As this doesn’t fit their story, RR’s solution was to categorize debt to GDP ratios into five rough classifications, and calculate the mean growth within each group. This is a common trick to extract results from bad data. It’s highly tempting for researchers (and epidemiologists do it far too often), but a bad idea to present it without all the caveats and warnings that should go with it.
I’m not surprised that ideologues such as RR would be so keen to produce the result they did. After all, they published the popular economics work “This Time Is Different: Eight Centuries of Financial Folly” where they try to suggest that budget policy of the US in 2013 should somehow be informed by the economy of 14th century Spain.

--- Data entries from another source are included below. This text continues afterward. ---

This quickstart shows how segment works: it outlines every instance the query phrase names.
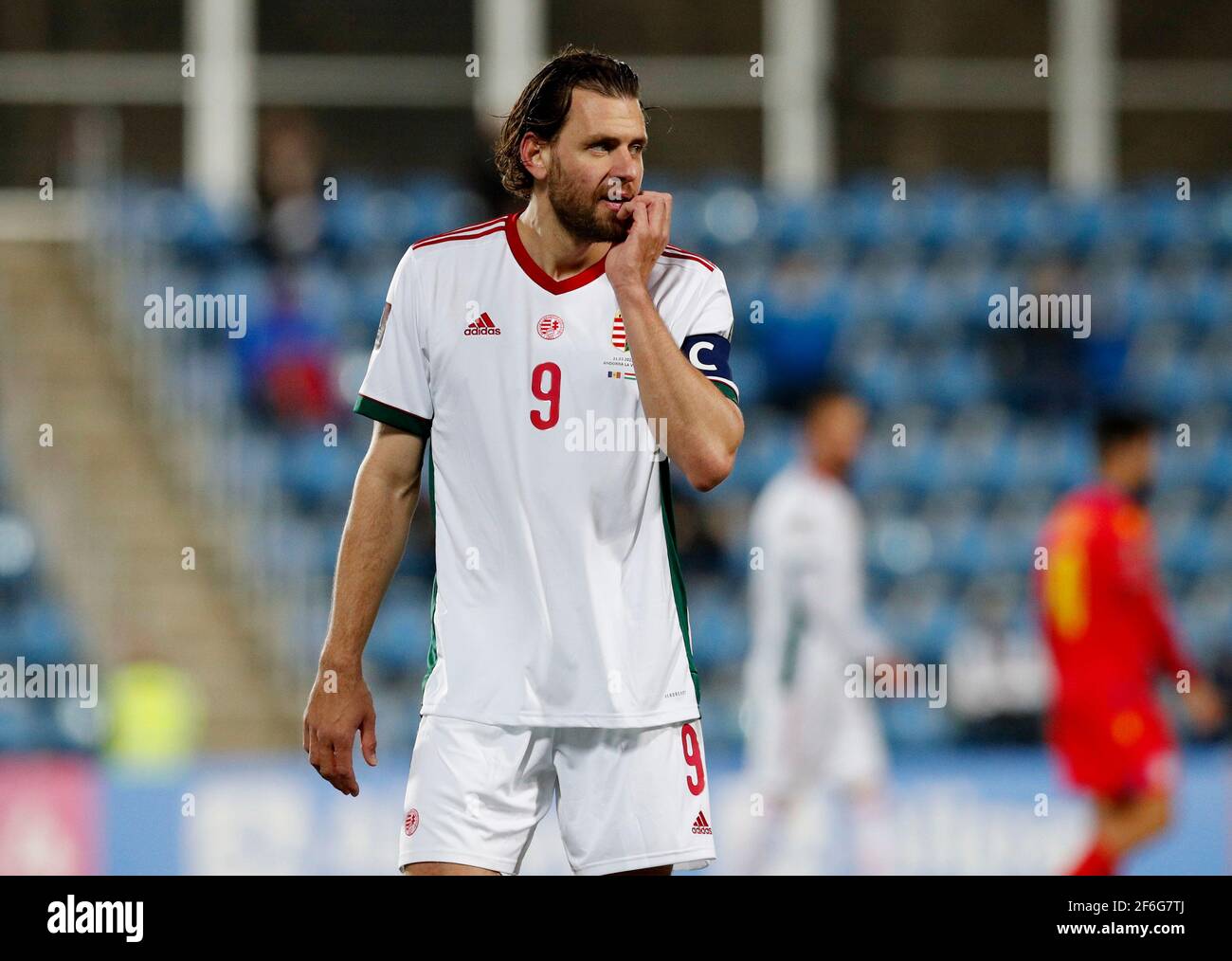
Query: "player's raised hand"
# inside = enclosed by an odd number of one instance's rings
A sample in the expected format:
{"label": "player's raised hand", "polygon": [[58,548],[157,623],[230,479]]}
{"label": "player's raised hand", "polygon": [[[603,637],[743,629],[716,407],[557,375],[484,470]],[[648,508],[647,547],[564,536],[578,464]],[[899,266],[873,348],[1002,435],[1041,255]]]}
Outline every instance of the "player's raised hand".
{"label": "player's raised hand", "polygon": [[1223,701],[1215,685],[1206,680],[1194,684],[1193,690],[1181,697],[1189,720],[1201,733],[1210,734],[1223,724]]}
{"label": "player's raised hand", "polygon": [[357,669],[320,669],[304,710],[304,752],[322,777],[352,797],[360,795],[351,764],[356,731],[363,759],[375,768],[377,712],[363,675]]}
{"label": "player's raised hand", "polygon": [[607,251],[605,270],[612,287],[644,288],[654,261],[671,237],[671,195],[643,191],[616,212],[628,233]]}

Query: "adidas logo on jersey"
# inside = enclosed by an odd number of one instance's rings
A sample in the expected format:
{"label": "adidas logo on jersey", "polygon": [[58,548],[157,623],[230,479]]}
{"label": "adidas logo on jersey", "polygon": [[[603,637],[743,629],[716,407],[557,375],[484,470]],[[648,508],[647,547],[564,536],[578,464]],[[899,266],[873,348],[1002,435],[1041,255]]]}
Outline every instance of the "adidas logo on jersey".
{"label": "adidas logo on jersey", "polygon": [[480,336],[480,335],[487,335],[487,334],[490,334],[492,336],[495,336],[499,333],[500,333],[500,328],[496,326],[494,323],[492,323],[492,318],[488,317],[488,312],[487,310],[484,310],[482,314],[479,314],[479,319],[478,320],[472,320],[469,324],[467,324],[466,325],[466,330],[462,331],[463,336],[468,336],[468,338],[469,336]]}

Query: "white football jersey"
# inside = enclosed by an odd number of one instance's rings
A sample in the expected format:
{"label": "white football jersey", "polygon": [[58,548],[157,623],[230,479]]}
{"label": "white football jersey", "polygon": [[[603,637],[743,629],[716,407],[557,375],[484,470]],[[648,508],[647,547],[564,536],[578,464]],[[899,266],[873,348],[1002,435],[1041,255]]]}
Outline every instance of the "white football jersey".
{"label": "white football jersey", "polygon": [[[411,245],[355,405],[430,439],[421,713],[543,727],[696,718],[668,463],[605,260],[553,280],[517,216]],[[694,366],[738,402],[722,271],[669,246],[648,288]]]}

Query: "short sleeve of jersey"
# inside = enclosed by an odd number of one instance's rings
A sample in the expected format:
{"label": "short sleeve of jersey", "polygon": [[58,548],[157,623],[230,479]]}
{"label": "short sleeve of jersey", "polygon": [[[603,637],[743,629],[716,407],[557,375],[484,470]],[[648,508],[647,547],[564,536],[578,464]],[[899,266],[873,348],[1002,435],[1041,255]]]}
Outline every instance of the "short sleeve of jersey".
{"label": "short sleeve of jersey", "polygon": [[386,294],[377,341],[355,413],[426,437],[432,393],[414,251],[408,250]]}
{"label": "short sleeve of jersey", "polygon": [[723,271],[710,271],[696,313],[685,330],[680,350],[726,397],[740,403],[740,391],[732,377],[732,298]]}

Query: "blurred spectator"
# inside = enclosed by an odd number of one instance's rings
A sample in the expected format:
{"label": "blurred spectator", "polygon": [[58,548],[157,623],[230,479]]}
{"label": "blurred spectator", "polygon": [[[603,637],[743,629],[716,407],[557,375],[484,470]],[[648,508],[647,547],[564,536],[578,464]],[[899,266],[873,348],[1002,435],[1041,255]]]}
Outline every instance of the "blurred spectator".
{"label": "blurred spectator", "polygon": [[275,262],[312,256],[325,228],[320,137],[298,113],[271,121],[261,145],[260,253]]}

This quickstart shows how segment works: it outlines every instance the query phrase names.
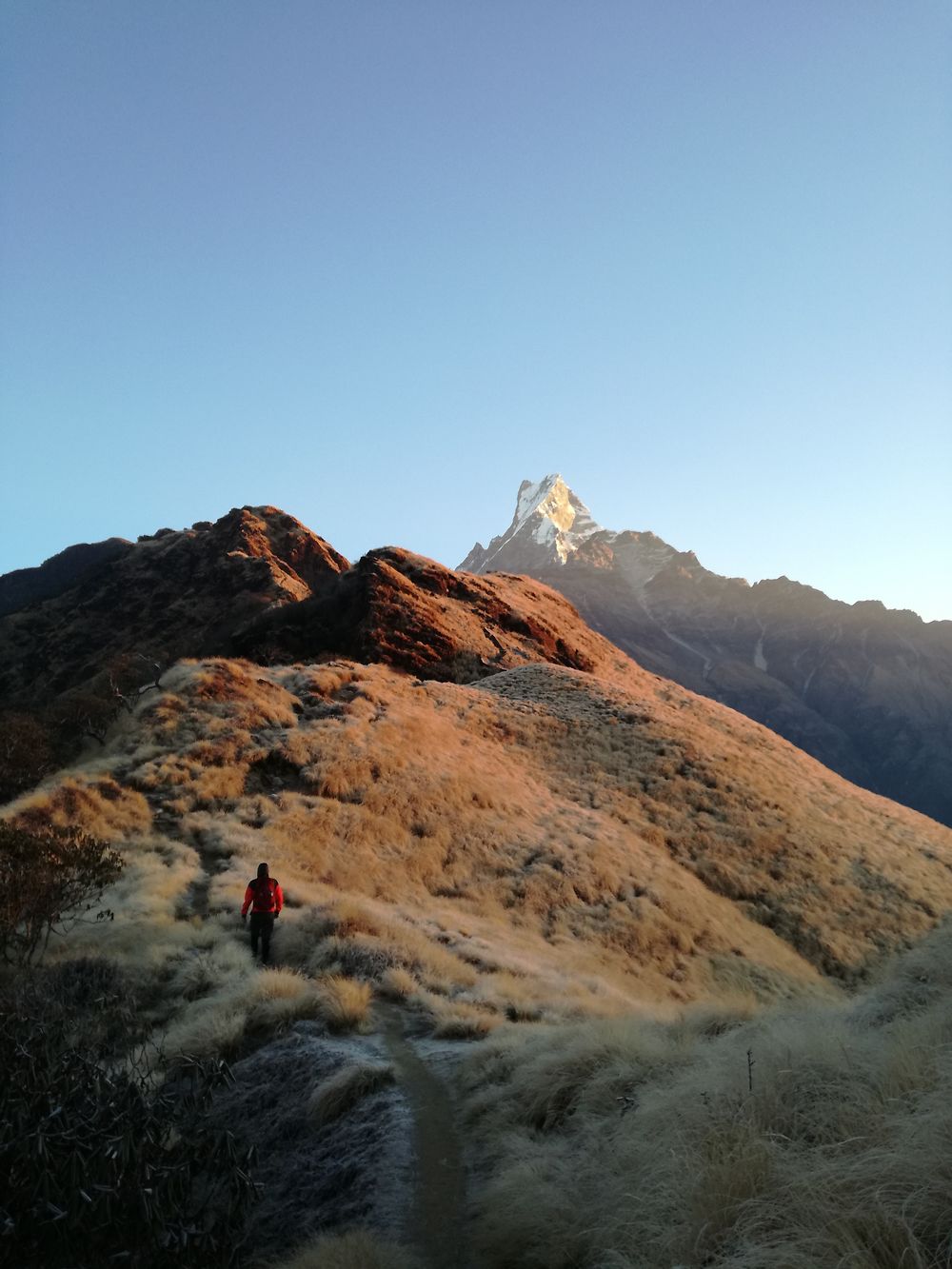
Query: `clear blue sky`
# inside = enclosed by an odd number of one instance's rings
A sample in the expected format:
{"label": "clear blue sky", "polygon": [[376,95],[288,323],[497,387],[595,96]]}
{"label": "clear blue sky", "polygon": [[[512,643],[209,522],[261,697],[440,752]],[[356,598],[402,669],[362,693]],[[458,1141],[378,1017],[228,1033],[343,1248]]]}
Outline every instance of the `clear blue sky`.
{"label": "clear blue sky", "polygon": [[0,571],[523,477],[952,618],[944,0],[5,0]]}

I am, however, surprised that reviewers let this pass. If I would have been a reviewer, I would have:
1) pointed out the problems of categorization, where data doesn’t require it
2) noted that categorizing the data (or even plotting it) tears out temporal correlation. For example, one data point from 2008 (stimulus) may be put in the high debt category, but another from 2007 (crash) in the low debt category. While budgets of one year may have little to do with the budget of another, the economy of one year is likely related to the economy of the previous year.
3) questioned the causal mechanisms behind debt and growth. This is obviously a deep question for economists (and not epidemiologists), but of particular import. When does the economy start to react to debt? I’m pretty sure that there is a lag effect as spending bills tend to space disbursements over the course of the fiscal year.
The RR debacle should be a lesson, not only to economists, but to all scientists. While we may always be under pressure to produce results and hope that those results fit and support whatever position we take, shoddy methods don’t get us off the hook. In RR’s case, I would call this fabrication. A good many studies are merely guilty of wishful thinking, but the chance always exists that someone will come out of the woodwork and expose our flaws. After all, that’s what science is all about.
Wow, the more I learn about this, the crazier it seems. On minor point: this paper was not peer-reviewed, which I think explains why the glaring errors and categorical problems were not caught by a reviewer. I’m curious about the ideological slant of other articles from this non-reviewed publication of the National Bureau of Economic Research.
Actually, the article ended up appearing in the The American Economic Review, which is peer reviewed, but requires a subscription to download. The link I provided was a working version that was freely available.